A for sale sign is pictured in front of a home in Vancouver, B.C., Sept. 22, 2016. (Canadian Press)

New tougher mortgage rules proposed by the federal banking regulator may unnecessarily end up taking pot shots at the country’s housing industry and the overall economy, say mortgage and real estate professionals.

Uninsured mortgages or those with down payments of more than 20 per cent are now in the crosshairs of The Office of the Superintendent of Financial Institutions (OSFI). The regulator wants to see stress tests for those borrowers similar to what is already happening in the insured market.

But extending tougher mortgage rules to all borrowers could prove to be a heavy-handed measure only serving to flatten the housing market and buckle the economy.

“This would definitely be a more controversial policy change than those made in the past,” says Toronto mortgage broker David Larock. “It impacts the borrowers with large down payments who don’t need mortgage default insurance, and that’s a large swath of the market.
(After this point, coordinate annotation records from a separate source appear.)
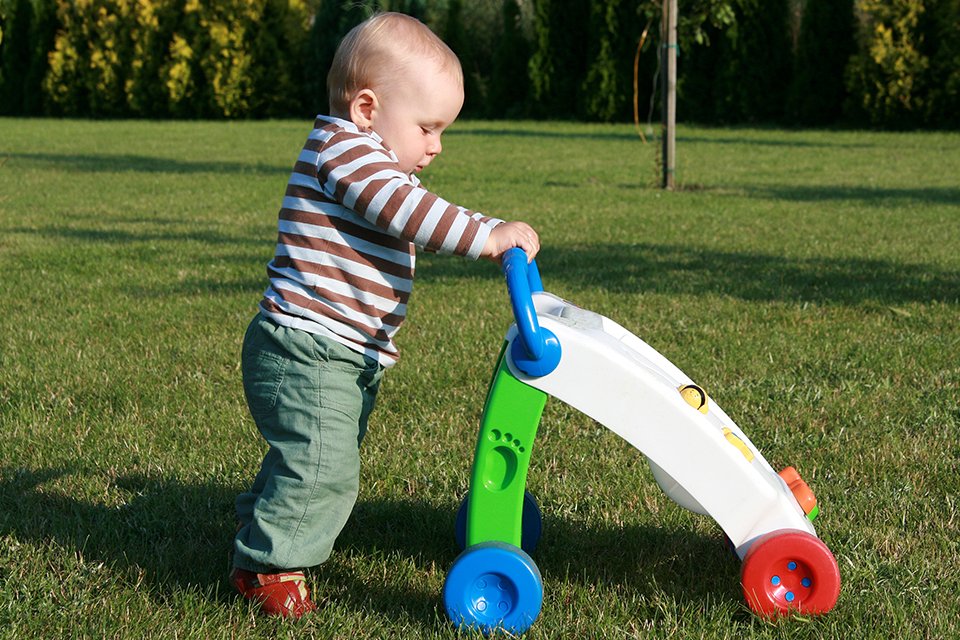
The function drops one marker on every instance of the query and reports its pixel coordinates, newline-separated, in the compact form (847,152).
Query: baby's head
(394,76)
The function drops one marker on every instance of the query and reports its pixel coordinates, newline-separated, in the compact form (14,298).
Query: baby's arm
(508,235)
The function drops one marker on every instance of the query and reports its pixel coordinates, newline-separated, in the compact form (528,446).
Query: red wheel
(790,571)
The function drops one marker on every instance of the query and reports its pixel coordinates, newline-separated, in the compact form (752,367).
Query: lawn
(809,280)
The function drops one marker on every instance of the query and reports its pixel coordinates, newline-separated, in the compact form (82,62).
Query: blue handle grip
(523,280)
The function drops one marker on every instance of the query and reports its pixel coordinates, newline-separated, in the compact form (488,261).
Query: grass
(810,281)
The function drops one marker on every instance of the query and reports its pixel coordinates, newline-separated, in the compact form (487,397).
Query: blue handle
(539,351)
(522,280)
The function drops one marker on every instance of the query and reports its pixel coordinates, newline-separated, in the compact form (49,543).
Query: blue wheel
(493,585)
(531,526)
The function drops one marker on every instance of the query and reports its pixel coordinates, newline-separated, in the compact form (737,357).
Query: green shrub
(887,76)
(824,47)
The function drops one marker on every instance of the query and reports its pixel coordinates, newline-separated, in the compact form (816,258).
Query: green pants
(310,398)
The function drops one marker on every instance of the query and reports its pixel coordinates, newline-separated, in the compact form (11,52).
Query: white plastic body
(624,384)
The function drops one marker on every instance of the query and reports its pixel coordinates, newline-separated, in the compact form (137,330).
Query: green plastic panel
(502,458)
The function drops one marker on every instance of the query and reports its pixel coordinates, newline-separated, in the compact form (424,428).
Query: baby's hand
(508,235)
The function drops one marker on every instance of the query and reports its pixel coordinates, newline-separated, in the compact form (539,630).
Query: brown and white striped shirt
(347,230)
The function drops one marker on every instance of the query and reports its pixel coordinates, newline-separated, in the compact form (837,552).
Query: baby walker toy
(699,457)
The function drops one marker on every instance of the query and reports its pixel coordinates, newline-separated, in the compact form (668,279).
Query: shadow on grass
(119,163)
(676,269)
(173,535)
(168,533)
(885,196)
(599,133)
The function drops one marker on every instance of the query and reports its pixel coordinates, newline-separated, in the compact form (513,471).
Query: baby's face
(414,112)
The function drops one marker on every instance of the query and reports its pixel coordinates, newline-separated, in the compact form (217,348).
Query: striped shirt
(348,228)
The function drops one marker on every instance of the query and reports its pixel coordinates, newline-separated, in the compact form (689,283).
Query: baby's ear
(363,108)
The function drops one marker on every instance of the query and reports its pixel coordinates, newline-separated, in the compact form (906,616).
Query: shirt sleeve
(362,175)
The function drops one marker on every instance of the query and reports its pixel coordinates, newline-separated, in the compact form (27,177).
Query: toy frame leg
(502,458)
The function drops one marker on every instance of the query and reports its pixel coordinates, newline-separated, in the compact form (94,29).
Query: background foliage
(884,63)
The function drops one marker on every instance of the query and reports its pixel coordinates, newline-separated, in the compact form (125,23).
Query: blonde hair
(373,52)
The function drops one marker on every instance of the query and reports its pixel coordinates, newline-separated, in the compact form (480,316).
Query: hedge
(884,63)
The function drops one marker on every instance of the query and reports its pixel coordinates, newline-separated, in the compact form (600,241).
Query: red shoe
(279,594)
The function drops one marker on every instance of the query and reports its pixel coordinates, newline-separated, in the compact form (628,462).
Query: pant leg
(311,398)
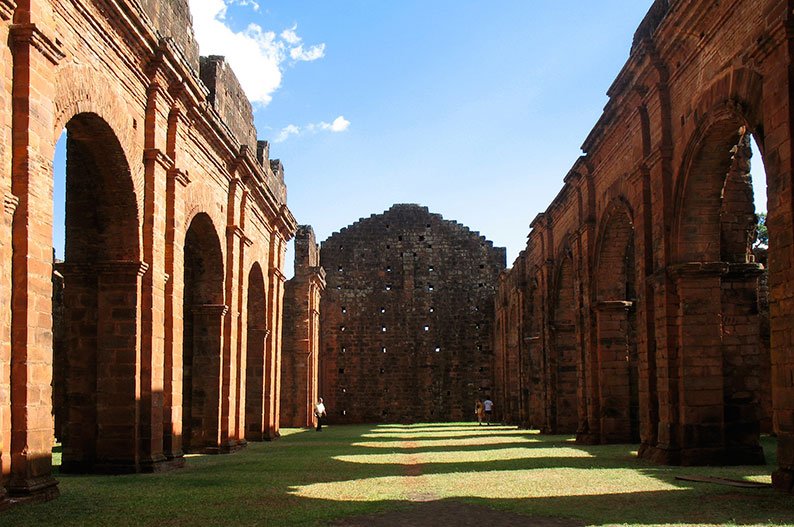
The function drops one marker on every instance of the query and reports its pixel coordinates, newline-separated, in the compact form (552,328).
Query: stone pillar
(118,366)
(742,364)
(177,181)
(157,164)
(35,56)
(9,205)
(206,428)
(9,202)
(257,382)
(613,357)
(275,303)
(700,373)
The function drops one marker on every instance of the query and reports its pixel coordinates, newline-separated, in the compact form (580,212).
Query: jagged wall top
(172,19)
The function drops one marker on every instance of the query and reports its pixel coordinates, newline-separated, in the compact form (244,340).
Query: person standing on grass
(488,407)
(319,413)
(479,411)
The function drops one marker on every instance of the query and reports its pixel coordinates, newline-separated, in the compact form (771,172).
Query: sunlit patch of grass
(311,479)
(473,456)
(451,443)
(503,484)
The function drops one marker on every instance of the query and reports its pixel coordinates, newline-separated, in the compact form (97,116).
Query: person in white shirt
(319,413)
(488,405)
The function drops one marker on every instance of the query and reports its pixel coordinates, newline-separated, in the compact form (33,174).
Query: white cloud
(340,124)
(307,55)
(256,55)
(286,132)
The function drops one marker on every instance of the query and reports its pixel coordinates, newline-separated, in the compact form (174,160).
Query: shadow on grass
(270,483)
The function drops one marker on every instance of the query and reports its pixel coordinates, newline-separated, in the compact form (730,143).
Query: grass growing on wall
(309,478)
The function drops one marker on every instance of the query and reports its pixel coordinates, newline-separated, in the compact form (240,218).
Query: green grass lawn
(309,478)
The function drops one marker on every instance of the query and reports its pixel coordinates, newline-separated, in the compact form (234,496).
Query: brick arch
(615,239)
(76,93)
(716,280)
(615,392)
(563,360)
(732,102)
(204,311)
(101,301)
(199,200)
(256,407)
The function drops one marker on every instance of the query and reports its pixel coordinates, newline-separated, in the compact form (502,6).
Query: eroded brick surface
(175,240)
(642,269)
(407,318)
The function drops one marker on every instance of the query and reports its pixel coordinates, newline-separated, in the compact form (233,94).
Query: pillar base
(588,438)
(162,464)
(783,480)
(43,488)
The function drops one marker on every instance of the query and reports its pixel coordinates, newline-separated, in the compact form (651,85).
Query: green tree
(762,235)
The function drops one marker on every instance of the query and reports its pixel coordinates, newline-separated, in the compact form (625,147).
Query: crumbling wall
(407,325)
(173,20)
(299,360)
(228,98)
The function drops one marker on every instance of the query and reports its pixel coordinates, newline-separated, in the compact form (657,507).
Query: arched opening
(256,411)
(563,361)
(617,408)
(96,301)
(203,310)
(722,364)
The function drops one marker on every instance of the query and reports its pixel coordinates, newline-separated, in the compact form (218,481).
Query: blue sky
(475,109)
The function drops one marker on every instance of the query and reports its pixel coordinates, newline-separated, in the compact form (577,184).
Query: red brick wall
(406,318)
(158,161)
(677,347)
(300,356)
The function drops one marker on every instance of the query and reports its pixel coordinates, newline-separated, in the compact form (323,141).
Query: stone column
(80,343)
(257,384)
(157,164)
(741,345)
(206,428)
(9,206)
(614,396)
(118,392)
(177,181)
(35,56)
(275,303)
It’s starting to seem like our regulators are going to keep making changes until they put our real estate markets on their backs.”

About four out of five Canadian mortgages are conventional, uninsured loans, according to BNN. When the proposed stress test is imposed, mortgage market expert Rob McLister estimates those borrowers’ purchasing power could be cut by as much as 18 per cent.

“As we’ve seen time and time again, onerous mortgage regulations aren’t necessarily a death knell for housing,” McLister told BNN. “But if housing does dive because of OSFI’s move, not only will policymakers and our real estate-dependent economy get burnt, but so will anyone who relies on home equity.”

According to the Financial Post, about 46 per cent of Canadian mortgages are uninsured with the big six banks holding 32 percentage points of that total. Credit unions have eight percentage points and six percentage points are held by small to medium-sized institutions, including mortgage investment corporations.

The proposal comes following a move by Ottawa last year to require that all insured mortgages undergo a stress test to establish if borrowers could make their payments in the event of such changes as a job loss or interest rate hike. The move is Ottawa’s response to the growing debt of Canadian households, the highest among G7 countries.

The Bank of Canada also raised interest rates recently, for the first time in nearly seven years.

The stress test is a type of means test that lets lenders determine if borrowers would qualify for a mortgage at the posted interest rate of 4.64 per cent, which is about two per cent higher than the rate offered by most lenders.

Critics of the move say extending tougher mortgage rules to all borrowers is a big risk to the housing market.

“It’s going to hurt,” says Kevin Liddiard, a St. Catharines, Ont.-based mortgage broker with Dominion Lending. “All this is doing is limiting and deterring and excluding domestic purchasers and opening it up for foreign investors. They’re trying to slow down the housing market but they’re doing so too abruptly and without any foresight.”

But not all professionals in the housing industry think tougher mortgage rules will usher in trying times.

“It may hurt the market, but you want a stable market,” says Pat Butcher, a realtor with Niagara-based Remax Garden City Realty. “The spring market was unsustainable. Since we all need a roof over our head, we should have stability in our housing market while also using our homes as investments.”

Larock expects the proposed rule should be in place by spring at the latest.